Joseph Lambert, président d’un Sénat qui n’existe plus

Publié le 2021-01-12 | Le Nouvelliste

Le sénateur Joseph Lambert a été élu président du Sénat ce mardi, vingt-quatre heures après la date fatidique du deuxième lundi de janvier consacrée par la Constitution amendée à la rentrée parlementaire. D’autres membres restants du Sénat occupent les autres postes du bureau. Par décret du 5 janvier 2021 relatif à l’organisation du référendum sur la nouvelle constitution, le mandat du tiers du Sénat devenait automatiquement caduc. Le deuxième considérant de ce décret précise que le pouvoir législatif est inopérant. Aucun membre du tiers du Sénat n’avait condamné l’arrêté du 14 septembre 2020 attribuant au Conseil électoral provisoire les prérogatives d’organiser le référendum de la nouvelle constitution ni pris position contre le décret du 5 janvier 2021 mettant fin au mandat du tiers du Sénat en fixant la date du référendum au 25 avril prochain.
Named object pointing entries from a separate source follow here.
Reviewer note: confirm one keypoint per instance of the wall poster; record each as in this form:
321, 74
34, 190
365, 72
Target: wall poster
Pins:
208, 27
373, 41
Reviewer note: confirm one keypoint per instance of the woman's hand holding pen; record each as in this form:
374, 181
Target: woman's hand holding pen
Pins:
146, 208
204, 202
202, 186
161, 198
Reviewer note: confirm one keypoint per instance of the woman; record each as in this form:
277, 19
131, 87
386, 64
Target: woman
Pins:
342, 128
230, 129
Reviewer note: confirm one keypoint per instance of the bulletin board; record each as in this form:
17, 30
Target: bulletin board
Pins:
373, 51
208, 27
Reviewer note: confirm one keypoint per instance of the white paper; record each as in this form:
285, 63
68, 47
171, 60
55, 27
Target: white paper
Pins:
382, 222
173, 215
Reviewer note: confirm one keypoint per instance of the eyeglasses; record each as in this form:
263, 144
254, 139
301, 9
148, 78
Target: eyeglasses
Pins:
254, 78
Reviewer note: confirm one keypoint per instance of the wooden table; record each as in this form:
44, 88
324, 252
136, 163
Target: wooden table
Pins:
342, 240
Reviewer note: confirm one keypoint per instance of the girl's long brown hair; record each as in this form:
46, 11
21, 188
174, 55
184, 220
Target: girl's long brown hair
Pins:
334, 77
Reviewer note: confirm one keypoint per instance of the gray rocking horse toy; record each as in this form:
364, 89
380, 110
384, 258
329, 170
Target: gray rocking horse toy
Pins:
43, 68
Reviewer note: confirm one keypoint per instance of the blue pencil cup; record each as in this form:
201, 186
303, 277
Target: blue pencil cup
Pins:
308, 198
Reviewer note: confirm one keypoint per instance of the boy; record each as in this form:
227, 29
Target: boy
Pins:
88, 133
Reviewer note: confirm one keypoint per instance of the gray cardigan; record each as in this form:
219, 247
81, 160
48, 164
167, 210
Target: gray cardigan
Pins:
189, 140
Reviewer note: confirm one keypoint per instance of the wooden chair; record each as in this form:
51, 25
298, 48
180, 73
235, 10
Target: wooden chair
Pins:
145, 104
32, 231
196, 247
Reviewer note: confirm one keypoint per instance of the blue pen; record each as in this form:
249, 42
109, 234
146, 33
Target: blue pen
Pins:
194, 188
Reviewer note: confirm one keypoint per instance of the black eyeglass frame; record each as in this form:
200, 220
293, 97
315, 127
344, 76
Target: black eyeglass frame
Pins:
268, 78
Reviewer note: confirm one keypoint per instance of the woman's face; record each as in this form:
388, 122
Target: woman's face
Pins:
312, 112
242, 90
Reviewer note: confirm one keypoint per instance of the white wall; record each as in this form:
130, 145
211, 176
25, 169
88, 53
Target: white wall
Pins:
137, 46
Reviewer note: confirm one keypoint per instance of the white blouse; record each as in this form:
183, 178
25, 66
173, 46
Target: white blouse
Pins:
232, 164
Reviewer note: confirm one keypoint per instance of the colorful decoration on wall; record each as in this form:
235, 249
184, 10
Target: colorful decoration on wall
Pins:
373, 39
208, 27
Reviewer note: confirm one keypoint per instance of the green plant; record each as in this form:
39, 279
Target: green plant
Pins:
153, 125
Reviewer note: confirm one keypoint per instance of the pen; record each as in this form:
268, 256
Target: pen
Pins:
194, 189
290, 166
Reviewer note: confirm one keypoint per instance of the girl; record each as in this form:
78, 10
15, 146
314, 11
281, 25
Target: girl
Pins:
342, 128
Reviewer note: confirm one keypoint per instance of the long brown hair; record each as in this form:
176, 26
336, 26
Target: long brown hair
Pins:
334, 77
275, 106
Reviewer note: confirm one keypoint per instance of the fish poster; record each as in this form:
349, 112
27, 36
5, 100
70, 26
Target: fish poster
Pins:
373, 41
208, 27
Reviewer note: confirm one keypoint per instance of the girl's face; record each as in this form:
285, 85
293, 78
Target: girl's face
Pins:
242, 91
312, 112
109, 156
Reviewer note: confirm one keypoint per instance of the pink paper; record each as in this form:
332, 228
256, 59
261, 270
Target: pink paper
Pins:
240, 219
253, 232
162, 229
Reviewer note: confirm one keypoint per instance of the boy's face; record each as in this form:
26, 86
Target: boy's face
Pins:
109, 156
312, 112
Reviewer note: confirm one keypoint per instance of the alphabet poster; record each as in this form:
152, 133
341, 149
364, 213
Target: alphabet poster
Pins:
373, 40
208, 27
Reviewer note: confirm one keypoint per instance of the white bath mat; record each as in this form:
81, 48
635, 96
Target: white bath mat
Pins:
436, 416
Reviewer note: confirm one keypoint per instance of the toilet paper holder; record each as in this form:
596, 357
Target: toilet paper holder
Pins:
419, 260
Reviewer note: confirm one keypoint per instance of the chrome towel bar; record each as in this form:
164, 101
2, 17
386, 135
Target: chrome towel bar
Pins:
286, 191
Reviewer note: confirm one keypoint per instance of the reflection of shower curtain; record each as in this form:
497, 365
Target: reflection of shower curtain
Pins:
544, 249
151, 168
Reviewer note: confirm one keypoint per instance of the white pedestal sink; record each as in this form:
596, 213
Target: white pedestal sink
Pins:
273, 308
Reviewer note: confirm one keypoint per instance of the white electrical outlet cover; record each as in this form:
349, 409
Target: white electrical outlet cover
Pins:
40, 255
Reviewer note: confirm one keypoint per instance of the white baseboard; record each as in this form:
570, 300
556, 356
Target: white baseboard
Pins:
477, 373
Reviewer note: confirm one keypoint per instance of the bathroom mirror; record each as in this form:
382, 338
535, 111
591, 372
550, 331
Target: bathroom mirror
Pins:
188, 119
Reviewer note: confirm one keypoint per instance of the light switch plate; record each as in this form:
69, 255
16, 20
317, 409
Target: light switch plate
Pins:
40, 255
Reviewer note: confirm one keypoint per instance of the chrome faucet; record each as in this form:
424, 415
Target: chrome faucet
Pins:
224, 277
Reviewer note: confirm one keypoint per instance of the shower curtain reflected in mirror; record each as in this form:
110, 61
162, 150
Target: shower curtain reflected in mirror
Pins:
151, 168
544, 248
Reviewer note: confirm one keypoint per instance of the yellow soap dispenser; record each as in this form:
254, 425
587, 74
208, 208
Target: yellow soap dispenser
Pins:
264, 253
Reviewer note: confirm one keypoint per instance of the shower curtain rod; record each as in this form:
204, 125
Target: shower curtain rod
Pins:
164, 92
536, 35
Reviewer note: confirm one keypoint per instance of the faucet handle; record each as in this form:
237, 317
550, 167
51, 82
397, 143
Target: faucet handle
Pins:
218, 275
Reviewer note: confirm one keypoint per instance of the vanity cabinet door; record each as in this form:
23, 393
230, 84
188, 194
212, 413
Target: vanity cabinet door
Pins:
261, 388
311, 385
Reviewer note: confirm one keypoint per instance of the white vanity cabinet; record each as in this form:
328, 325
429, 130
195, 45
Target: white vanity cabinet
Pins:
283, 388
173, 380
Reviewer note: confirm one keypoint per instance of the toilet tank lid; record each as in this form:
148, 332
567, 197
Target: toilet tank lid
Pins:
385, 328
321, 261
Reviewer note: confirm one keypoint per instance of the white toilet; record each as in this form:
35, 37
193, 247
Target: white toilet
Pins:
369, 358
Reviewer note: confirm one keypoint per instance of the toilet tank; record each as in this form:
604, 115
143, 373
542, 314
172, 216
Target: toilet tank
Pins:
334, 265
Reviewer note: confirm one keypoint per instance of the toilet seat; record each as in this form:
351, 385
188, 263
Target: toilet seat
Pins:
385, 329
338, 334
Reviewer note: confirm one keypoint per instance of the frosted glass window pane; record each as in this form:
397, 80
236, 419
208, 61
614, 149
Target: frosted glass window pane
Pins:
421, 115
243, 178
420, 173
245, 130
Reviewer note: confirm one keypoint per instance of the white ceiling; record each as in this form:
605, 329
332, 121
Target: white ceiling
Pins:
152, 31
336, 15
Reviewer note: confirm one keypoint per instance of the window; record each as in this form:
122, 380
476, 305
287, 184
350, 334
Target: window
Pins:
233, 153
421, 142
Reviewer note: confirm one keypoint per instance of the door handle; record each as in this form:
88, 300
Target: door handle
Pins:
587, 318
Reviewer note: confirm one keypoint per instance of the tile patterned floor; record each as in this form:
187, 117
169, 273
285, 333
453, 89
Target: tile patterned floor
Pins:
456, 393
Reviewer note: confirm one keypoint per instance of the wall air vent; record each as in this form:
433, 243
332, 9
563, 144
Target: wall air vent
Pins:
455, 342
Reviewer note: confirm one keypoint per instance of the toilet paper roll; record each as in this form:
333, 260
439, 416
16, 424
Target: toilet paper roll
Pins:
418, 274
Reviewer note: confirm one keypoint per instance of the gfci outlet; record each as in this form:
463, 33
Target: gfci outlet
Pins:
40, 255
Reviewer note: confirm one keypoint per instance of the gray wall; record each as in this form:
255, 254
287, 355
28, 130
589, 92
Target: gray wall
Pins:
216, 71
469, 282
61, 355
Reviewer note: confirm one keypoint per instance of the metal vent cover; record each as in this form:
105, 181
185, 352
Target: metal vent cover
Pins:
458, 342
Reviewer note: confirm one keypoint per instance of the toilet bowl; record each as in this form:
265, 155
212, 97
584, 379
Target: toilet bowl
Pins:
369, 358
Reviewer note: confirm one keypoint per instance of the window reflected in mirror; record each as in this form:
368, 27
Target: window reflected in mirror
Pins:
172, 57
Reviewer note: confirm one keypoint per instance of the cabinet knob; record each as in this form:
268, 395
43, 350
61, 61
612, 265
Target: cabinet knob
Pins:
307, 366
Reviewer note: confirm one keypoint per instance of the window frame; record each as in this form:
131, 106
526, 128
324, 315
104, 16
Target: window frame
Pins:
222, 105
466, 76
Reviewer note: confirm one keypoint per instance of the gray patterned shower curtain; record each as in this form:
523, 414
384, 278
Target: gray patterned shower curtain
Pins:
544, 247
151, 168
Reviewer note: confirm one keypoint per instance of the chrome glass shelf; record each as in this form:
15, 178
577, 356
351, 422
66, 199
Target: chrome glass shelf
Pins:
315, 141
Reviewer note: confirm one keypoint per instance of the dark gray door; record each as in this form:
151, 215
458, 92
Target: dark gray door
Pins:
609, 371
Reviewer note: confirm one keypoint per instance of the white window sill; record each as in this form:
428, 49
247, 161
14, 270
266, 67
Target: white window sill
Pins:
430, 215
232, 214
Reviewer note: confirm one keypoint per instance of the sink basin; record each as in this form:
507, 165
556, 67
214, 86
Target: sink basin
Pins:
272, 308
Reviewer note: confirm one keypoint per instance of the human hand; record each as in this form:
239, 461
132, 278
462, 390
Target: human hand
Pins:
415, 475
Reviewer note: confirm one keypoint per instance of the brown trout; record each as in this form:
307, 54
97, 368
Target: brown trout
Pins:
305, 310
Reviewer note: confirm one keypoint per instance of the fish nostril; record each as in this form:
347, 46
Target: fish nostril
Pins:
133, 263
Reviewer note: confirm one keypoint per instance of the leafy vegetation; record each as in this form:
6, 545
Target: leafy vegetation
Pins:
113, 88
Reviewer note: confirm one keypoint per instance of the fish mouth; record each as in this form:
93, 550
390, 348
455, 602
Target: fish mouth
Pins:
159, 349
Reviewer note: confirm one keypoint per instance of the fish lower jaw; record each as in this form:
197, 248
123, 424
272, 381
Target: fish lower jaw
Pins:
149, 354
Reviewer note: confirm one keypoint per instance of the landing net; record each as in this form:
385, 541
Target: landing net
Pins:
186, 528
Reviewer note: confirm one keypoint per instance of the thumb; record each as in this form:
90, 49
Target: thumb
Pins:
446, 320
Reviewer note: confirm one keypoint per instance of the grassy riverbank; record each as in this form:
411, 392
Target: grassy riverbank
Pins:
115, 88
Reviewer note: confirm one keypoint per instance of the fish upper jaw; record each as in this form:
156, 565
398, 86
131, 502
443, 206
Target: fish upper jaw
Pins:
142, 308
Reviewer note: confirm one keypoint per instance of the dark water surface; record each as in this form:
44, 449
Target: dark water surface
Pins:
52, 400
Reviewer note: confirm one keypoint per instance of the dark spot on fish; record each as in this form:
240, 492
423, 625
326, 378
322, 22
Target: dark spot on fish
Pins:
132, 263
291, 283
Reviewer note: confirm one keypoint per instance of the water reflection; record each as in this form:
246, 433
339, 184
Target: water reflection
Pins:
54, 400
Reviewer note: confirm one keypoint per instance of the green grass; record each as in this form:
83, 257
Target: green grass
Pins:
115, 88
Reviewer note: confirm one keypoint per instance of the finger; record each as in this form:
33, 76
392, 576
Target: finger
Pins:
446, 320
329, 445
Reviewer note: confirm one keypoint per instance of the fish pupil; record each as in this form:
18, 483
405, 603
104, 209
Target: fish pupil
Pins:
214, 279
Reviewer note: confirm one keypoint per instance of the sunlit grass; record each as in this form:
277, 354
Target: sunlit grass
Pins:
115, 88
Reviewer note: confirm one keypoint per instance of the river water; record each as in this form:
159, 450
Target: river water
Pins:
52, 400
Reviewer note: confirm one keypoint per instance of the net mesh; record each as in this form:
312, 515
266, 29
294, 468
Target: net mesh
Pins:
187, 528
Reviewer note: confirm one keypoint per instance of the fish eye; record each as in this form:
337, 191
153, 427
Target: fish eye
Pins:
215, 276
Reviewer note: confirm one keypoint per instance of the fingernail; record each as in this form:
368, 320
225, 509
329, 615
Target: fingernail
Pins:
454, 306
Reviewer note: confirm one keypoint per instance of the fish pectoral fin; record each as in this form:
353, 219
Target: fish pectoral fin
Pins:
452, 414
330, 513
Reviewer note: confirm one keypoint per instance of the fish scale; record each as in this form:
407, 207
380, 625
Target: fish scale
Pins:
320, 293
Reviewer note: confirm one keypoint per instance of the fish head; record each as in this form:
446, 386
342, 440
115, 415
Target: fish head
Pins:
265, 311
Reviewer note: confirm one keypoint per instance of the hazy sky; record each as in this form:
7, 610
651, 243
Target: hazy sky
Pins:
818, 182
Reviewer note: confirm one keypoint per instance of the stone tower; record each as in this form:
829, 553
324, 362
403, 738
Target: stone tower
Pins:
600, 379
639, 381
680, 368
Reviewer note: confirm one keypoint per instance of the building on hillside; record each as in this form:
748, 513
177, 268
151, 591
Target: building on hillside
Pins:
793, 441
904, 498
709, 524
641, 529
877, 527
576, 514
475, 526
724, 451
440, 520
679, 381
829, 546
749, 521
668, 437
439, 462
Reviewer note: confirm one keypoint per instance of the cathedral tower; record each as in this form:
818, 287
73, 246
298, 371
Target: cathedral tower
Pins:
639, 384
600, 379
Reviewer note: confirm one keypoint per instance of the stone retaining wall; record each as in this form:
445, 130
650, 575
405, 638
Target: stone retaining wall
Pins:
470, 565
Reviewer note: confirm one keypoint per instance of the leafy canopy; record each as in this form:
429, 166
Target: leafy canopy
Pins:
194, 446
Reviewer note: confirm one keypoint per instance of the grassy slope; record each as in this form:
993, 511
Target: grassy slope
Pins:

Depuis la publication de ce décret le 5 janvier 2021, selon plusieurs observateurs, le président de la République, Jovenel Moïse, n’est plus détenteur de mandat constitutionnel. Il en est de même du tiers du Sénat dont le mandat devrait arriver à terme en janvier 2023. Dans ce décret, aucun article de la Constitution de 1987 amendée n'a été  visée. En un mot, le décret ne reconnait plus la Constitution en vigueur. Par cet acte, Jovenel Moïse devient un président de facto. Sans le dire, le président aurait mis fin à la Constitution de 1987 amendée en 2011 qu’il avait juré de respecter. Le temps qui lui reste à diriger à la suite de la publication de ce décret dépendra des rapports de force avec l’opposition d’une part, et du contenu des dispositions transitoires de la nouvelle constitution d’autre part.

Depuis sa ratification par voie référendaire le 29 mars 1987, la Constitution de 1987, avec toutes ses imperfections, n’avait jamais cessé d’attirer l'aversion de ceux qui ont nourri des velléités autoritaires. Le 20 juin 1988, suite au coup d’Etat militaire du général Henri Namphy contre le président Leslie François Manigat, la Constitution avait été écartée par ce gouvernement militaire. Moins de trois mois après, soit le 17 septembre, le général Prosper Avril, tenant les rênes du pouvoir, l’a réhabilitée. En raison de l’incompatibilité de la gouvernance militaire avec la Constitution de 1987, le général-président décida de mettre en veilleuse tous les articles de cette Constitution qui étaient en contradiction avec sa présidence. Malgré les événements tumultueux du 30 septembre 1991 et du 29 février 2004 qui ont mis à mal l’application rigoureuse des acquis de la démocratie contenus dans loi mère, notre charte n’a pas été mise à l’écart.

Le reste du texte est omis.